解読『ジョジョの奇妙な冒険』Vol.4

【解読『ジョジョの奇妙な冒険』】本日実写ドラマ最新作放送、「岸辺露伴」とは何者か――稀代のトリックスターを分析

  今回は、『ジョジョの奇妙な冒険』(荒木飛呂彦)のスピンオフ作品『岸辺露伴は動かない』と、その主人公「岸辺露伴」について考えてみたいと思う。なお、本日5月10日は実写ドラマ『岸辺露伴は動かない』最新作「密漁海岸」が地上波初放送日だ。

第一回「“ジョジョ”という名の時代を越えたヒーローたちの誕生」
第二回「スタンドという“発明”ーー他に類を見ない表現と概念を考察」
第三回「ツェペリ、リサリサ、ブチャラティ……物語を動かす「メンター」たち」

 岸辺露伴とは、『ジョジョの奇妙な冒険』第4部に出てくる主要キャラの1人であり、職業は漫画家。「ヘブンズ・ドアー」というスタンド(異能)を使い、人を「本」に変え、その記憶を読み取ったり、行動を操ったりすることができる。

  『岸辺露伴は動かない』は、タイトル通り、そんな彼を主人公にしたスピンオフの短編シリーズなのだが、同作に出てくる露伴は「ジョジョ」第4部の露伴とはパラレルな関係にあるようだ(実際、細かい部分でのキャラクター設定はいろいろと異なっている)。また、現在連載中の第9部『The JOJOLands』にも岸辺露伴は登場しているが、そちらも第4部とは異なる世界線上のキャラクターである。

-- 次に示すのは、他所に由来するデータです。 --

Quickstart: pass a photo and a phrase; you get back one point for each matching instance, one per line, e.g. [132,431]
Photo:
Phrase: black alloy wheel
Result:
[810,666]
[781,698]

 とはいえ、岸辺露伴は岸辺露伴である。「面白い漫画」を描くための取材には命を賭け、何があっても自らが正しいと思う信念を貫き通す。それはどんなパラレルな世界にいようとも変わらない、彼の「キャラクター(個性)」だといえるだろう。

トリックスターが世界をかき乱す

 ところで、漫画に限らず、「面白い物語」には、たいてい「トリックスター」と呼ばれるキャラクターが登場するものだ。

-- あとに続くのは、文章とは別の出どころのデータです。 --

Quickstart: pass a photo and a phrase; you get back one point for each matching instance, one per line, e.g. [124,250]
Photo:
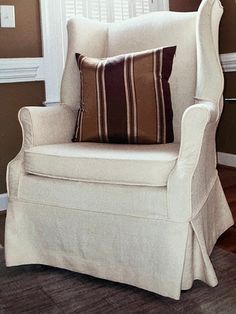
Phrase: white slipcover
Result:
[107,163]
[156,237]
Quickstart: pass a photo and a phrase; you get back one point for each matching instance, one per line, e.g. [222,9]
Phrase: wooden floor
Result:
[228,179]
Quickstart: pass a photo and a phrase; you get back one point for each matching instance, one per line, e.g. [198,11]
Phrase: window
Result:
[54,14]
[109,10]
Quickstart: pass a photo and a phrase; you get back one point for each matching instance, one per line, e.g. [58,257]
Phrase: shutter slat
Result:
[106,10]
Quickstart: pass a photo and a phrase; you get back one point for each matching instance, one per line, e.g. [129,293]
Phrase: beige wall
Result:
[25,39]
[19,42]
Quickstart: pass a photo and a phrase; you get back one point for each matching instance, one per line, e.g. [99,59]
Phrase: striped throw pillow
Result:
[126,98]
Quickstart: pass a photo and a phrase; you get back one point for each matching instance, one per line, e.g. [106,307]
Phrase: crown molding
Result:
[228,61]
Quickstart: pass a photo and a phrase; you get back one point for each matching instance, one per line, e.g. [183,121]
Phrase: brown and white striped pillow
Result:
[126,99]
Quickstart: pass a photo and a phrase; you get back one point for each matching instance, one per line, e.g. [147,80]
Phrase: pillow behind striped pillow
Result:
[126,98]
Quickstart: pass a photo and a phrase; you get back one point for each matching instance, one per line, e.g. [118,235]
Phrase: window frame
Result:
[54,37]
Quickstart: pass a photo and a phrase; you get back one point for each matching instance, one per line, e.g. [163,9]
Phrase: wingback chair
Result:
[145,215]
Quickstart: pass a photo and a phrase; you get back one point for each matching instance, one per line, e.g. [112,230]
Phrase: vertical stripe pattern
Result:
[126,99]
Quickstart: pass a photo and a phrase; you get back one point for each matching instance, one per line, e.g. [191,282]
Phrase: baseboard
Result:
[3,201]
[226,159]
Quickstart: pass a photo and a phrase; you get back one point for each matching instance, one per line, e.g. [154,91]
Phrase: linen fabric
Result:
[130,165]
[126,98]
[130,233]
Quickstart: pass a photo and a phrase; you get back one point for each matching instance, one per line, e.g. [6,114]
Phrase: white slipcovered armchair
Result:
[146,215]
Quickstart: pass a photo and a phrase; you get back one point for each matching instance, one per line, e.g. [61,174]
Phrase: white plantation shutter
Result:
[107,10]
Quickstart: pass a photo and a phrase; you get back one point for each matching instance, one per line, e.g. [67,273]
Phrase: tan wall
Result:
[19,42]
[226,135]
[25,39]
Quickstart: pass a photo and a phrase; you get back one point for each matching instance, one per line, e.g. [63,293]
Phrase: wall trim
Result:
[227,159]
[163,5]
[228,61]
[21,70]
[3,201]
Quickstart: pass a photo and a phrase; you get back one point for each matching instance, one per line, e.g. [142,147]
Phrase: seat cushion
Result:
[148,165]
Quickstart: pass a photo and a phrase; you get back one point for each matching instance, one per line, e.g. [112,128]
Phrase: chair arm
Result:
[195,172]
[46,125]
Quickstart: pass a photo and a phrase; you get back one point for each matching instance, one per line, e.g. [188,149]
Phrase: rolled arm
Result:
[46,125]
[191,180]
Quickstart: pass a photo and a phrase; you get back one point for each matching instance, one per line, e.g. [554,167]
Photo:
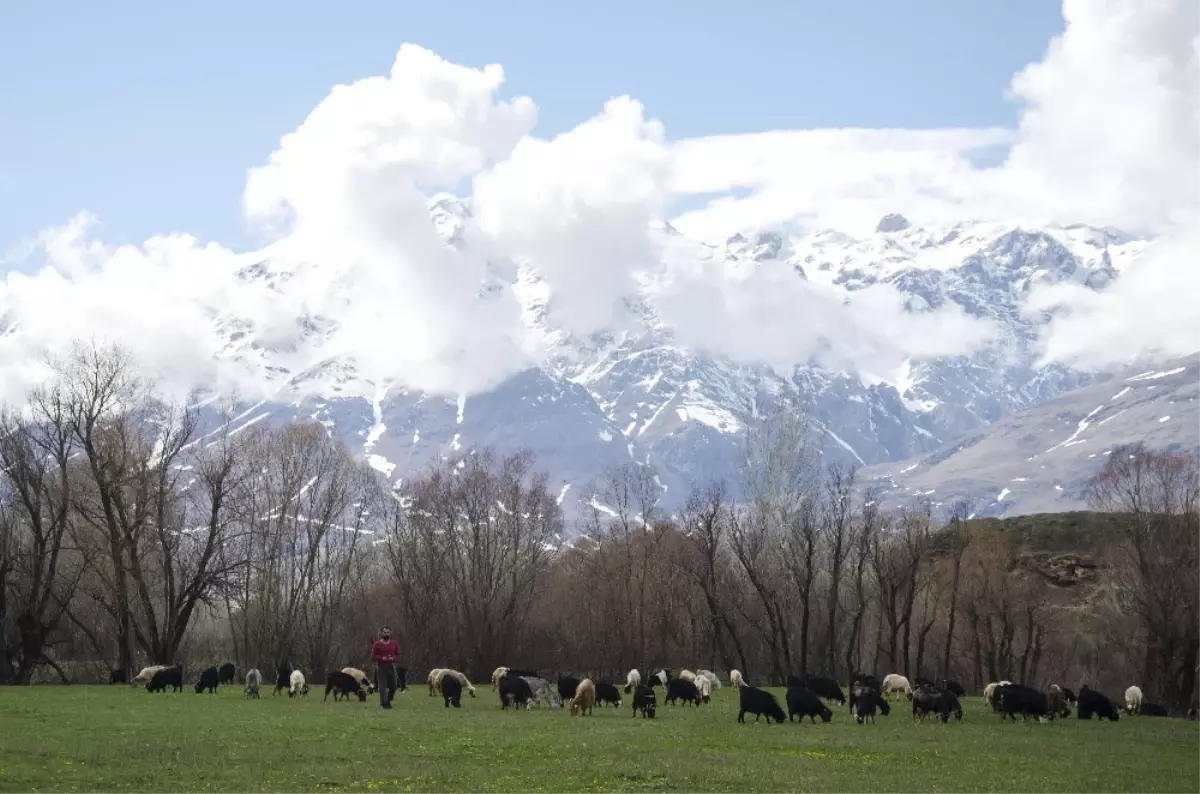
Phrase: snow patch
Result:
[381,464]
[1156,376]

 トリックスターとは、善と悪の両義性を持ち、既成概念を破壊して新たな価値観を生み出す存在のことだが(有名なところでは、ヘルメス、プロメテウス、孫悟空、哪吒、スサノオなど)、常識にとらわれない“彼ら”が世界を混乱させることで、物語はより面白くなるのである。

 そういう意味では、岸辺露伴もまた、神出鬼没なトリックスターの部類に入るキャラクターだといえるだろう(「ジョジョ」本編の主人公では、第5部のジョルノ・ジョバァーナや、第9部のジョディオ・ジョースターあたりが、トリックスターの要素を兼ね備えたヒーローである)。

 思えば、「ジョジョ」第4部で初めて登場した時の岸辺露伴は、主要キャラの1人、広瀬康一を危機に陥れた“悪役”だった。また、一応は正義の側についた後も、最後まで主人公の東方仗助とは反りが合わない間柄として描かれている。

 つまり、こうした“敵か味方かわからない”立ち位置こそが岸辺露伴の最大の魅力であり、それは、何ものにも縛られることのない彼の特性を表わしてもいるのだ。

 実際、読み手は、岸辺露伴の“次の一手”を、なかなか予測しづらいのではないだろうか。だから、読者は彼の“動き”から常に目が離せないのである(たとえば、有名な「だが断る」のセリフが感動的なのは、あの局面で彼が絶対にいいそうにないセリフだからだ)。